40,000/-, which is granted towards non pecuniary damages, the

total compensation comes out as Rs.1,50,000/-.

18. As regards the issue of contributory negligence of the

deceased, I feel that the tribunal committed no error. The

omission to do what the law obligates or even the failure to do

anything in a manner, mode or method envisaged by law would

equally and per se constitute negligence on the part of such

person. If the answer is in the affirmative, it is a negligent act.

Where an accident is due to negligence of both parties,

substantially there would be contributory negligence and both

would be blamed. In a case of contributory negligence, the crucial

question on which liability depends would be whether either

party, by exercise of reasonable care, could have avoided the

consequence of the other's negligence. Whichever party could

have avoided the consequence of the other's negligence would

be liable for the accident.
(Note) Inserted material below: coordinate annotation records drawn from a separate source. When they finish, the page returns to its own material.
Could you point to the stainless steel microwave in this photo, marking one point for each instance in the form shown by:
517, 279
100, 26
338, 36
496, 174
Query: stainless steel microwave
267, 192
If a person's negligent act or omission

was the proximate and immediate cause of death, the fact that

the person suffering injury was himself negligent and also

contributed to the accident or other circumstances by which the

injury was caused would not afford a defence to the other.

Contributory negligence is applicable solely to the conduct of a

plaintiff. It means that there has been an act or omission on the

part of the plaintiff which has materially contributed to the

damage, the act or omission being of such a nature that it may

properly be described as negligence, although negligence is not

given its usual meaning. It is now well settled that in the case of

contributory negligence, courts have the power to apportion the

loss between the parties as seems just and equitable.

Apportionment in that context means that damage is reduced to

such an extent as the court thinks just and equitable having

regard to the claim shared in the responsibility for the damage. In

this regard, it has come on record in the depositions of PW3 Sh.

Sardari Lal Jain and PW4 Sh. Subhash Chand, both were eye-

witnesses to the accident, that the deceased was standing on the

foot board of the rear door of the bus It is a well known fact that

the rear door of the bus is meant for the entry of the passengers

boarding the bus and the passengers must get down from the

front door of the bus. Thus, clearly had the deceased not stood on

the foot board of the bus, he would not have met with the

accident, therefore, he had clearly contributed to the accident. It

has also come in the testimony of Pw3 and Pw 4 that the bus had

moved ahead and the truck driver without the guidance of his

helper who could tell whether there is traffic and whether he

should reverse the truck and without blowing any horn reversed

the said truck and hit the deceased who was standing on the

footboard of the rear door of the bus. No doubt he was negligent

and rash. Furthermore, the tribunal considering the fact that the

deceased was standing on the foot board and was not asked by

the conductor or the bus driver to stand inside the bus and get

down from the front door of the bus also held them liable for

contributory negligence.

19. From the above discussion, it is manifest that no doubt

mainly the truck driver was negligent but the deceased and the

conductor and driver of the bus also contributed to the said

accident which led to the death of the deceased. Thus, clearly the

deceased was 30% liable for negligence and I do not find any

infirmity as regards the tribunal imputing liability on the

deceased. Therefore, no interference is made in the award on this

count. Hence, after making 30% deduction towards contributory

negligence of the deceased, the total compensation comes to Rs.

1,05,000/-.

20. In view of the above discussion, the total compensation is

enhanced to Rs. 1,05,000/- from Rs. 20,000/- with interest @

7.5% per annum on the enhanced compensation from the date of

filing of the present petition in this Court till final realisation and

the same should be paid to the appellants, in equal proportion, by

the respondent nos. 1 to 3 to the extent of 50% and further by

the respondent nos. 4 to 6 to the extent of 50%.

21. With the above directions, the present appeal is disposed

of.

6.4.2009                                 KAILASH GAMBHIR, J.